Platforms offered open-ended tools (screen share, breakout rooms, chat). But mourners needed guided flows, a clear beginning, middle, and end, that removed decision-making burden during an already overwhelming moment. The paradox of choice was especially acute: more features meant more things that could go wrong, and every wrong thing happened in front of an audience that was already emotionally fragile.
Presence mattered more than features.
Participants consistently described the most meaningful virtual ceremonies as ones where they could sense other people's presence, even through a screen. Gallery view, ambient audio from attendees, and visible reactions created a sense of shared space that speaker-view and muted-by-default settings actively undermined. The platform's default settings were optimised for productivity, not for being together.
"Can you hear me?" was not a glitch. It was a participation strategy.
Recurring metalinguistic moments like "Can you hear me?" or "Can you see me?" showed how technical uncertainty became publicly visible and part of the ritual interaction itself. For people with low confidence or limited familiarity with the platform, these moments were how they managed participation in emotionally sensitive settings. Designing them away would remove a coping mechanism, not fix a bug.

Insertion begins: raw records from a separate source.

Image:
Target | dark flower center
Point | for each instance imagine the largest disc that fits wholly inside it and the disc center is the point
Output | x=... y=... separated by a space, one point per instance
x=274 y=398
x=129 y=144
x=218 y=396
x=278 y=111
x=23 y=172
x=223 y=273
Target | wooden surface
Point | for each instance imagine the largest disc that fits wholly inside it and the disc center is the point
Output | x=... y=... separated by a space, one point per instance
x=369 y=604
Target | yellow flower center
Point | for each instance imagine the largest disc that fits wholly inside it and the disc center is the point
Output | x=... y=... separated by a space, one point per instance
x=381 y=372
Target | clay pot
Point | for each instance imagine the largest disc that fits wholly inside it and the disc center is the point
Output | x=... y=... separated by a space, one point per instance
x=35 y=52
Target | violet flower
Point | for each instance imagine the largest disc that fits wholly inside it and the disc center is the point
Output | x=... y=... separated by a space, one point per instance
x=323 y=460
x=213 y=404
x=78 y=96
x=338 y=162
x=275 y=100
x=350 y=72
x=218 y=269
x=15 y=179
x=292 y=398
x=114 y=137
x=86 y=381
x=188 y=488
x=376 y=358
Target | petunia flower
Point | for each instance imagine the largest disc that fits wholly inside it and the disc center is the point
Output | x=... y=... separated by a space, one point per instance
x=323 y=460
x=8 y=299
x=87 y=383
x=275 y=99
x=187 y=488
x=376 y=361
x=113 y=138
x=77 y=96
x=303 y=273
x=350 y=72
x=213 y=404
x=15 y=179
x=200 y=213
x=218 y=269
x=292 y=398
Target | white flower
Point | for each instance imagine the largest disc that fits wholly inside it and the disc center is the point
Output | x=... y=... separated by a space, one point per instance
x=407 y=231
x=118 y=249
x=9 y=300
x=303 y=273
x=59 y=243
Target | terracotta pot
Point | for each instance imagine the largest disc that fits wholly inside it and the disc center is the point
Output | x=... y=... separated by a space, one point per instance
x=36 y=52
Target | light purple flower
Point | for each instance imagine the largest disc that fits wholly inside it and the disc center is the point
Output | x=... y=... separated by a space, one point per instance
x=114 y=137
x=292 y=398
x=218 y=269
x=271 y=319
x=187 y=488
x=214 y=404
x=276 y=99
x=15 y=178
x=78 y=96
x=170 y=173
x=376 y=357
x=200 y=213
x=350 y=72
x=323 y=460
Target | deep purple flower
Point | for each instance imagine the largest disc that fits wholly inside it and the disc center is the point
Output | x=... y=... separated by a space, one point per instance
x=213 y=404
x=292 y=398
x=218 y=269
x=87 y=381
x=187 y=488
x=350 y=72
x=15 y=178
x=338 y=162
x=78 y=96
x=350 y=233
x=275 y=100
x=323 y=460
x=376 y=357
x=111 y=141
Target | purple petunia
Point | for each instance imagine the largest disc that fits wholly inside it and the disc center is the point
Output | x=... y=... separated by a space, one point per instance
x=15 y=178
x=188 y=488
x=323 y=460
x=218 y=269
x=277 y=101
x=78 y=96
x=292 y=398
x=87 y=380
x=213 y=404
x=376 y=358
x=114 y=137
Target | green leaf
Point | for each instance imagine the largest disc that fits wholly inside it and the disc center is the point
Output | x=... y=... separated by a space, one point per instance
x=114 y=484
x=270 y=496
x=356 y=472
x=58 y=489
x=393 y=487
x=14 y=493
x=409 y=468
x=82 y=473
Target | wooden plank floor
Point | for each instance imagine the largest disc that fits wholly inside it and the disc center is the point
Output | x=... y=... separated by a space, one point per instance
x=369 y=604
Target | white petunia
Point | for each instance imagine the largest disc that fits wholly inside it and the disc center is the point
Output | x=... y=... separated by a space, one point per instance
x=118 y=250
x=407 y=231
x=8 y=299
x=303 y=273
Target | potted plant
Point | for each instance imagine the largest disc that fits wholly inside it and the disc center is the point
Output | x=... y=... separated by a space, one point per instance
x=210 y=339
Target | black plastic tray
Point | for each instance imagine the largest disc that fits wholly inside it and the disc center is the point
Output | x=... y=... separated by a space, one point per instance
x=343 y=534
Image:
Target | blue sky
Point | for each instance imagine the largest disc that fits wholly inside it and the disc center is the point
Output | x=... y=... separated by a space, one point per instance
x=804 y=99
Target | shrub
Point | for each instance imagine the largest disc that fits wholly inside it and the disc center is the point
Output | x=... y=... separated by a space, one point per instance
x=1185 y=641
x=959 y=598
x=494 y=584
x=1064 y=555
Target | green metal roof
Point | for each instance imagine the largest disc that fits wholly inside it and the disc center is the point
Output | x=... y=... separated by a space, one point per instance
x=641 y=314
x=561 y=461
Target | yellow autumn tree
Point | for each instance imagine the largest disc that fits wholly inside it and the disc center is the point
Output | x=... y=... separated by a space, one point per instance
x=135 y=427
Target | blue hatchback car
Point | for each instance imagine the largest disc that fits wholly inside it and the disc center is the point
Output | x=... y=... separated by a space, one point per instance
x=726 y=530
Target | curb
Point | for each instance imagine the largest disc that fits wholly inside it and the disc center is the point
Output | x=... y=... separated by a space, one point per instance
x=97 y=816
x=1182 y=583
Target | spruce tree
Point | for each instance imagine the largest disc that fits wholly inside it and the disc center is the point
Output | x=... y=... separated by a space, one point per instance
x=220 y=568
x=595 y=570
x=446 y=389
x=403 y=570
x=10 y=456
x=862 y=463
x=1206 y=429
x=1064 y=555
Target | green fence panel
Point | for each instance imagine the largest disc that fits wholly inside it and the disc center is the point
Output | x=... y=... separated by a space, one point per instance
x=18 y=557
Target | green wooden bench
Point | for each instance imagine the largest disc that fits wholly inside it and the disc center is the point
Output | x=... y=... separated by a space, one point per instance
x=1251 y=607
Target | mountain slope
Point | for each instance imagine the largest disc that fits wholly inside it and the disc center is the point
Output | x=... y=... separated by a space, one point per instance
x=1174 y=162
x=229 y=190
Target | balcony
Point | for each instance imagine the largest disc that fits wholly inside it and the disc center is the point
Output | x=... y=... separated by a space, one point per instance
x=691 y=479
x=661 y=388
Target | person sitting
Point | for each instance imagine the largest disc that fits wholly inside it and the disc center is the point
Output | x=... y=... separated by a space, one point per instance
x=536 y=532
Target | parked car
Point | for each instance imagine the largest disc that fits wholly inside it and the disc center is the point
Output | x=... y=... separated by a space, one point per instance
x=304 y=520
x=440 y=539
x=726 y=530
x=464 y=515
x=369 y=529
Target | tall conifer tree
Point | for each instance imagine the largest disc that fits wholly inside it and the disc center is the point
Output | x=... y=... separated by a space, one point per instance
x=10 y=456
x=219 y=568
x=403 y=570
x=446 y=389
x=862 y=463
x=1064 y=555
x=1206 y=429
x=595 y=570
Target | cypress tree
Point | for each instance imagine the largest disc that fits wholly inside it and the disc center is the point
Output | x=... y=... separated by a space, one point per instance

Cultural specificity shaped platform friction.
What counted as a "good" virtual ceremony varied dramatically across communities. Platform design choices that worked for one cultural context created friction for another. A universal interface was the wrong frame for this problem. For example, muting everyone by default works for a webinar but silences the collective prayer that makes certain rituals meaningful.
The evaluation was not about usability scores. It was about dignity.
In these settings, good design was not about ease of use in the abstract. It was about whether the platform could support dignity, participation, and care in a high-stakes social moment. Standard heuristic frameworks needed to be supplemented with criteria around emotional safety, cultural appropriateness, and coordination under uncertainty.
Outputs
- Feature-level evaluative analysis of Zoom and Facebook as ritual platforms
- Cross-platform comparison of affordances for mourning and memorial participation
- Pain point and opportunity synthesis across five cultural communities
- Contributions to the Rituals in the Making project website and public-facing research outputs
- Diary study co-design with the research team
What I Would Do Differently
I would have pushed for a more structured handoff between the qualitative platform insights and the platform teams themselves. We generated strong feature-level analysis, but because the project was academically funded, there was no built-in channel to get those findings in front of Zoom or Facebook product teams. If I ran this again, I would build that stakeholder relationship from the start, framing the research in product language from day one, so the insights could travel beyond the academic paper.
I would also have formalised the heuristic evaluation into a more portable deliverable, something like a "high-stakes context" heuristic checklist that product teams could apply to their own features. The insights were there, but the packaging could have been more actionable for a non-academic audience.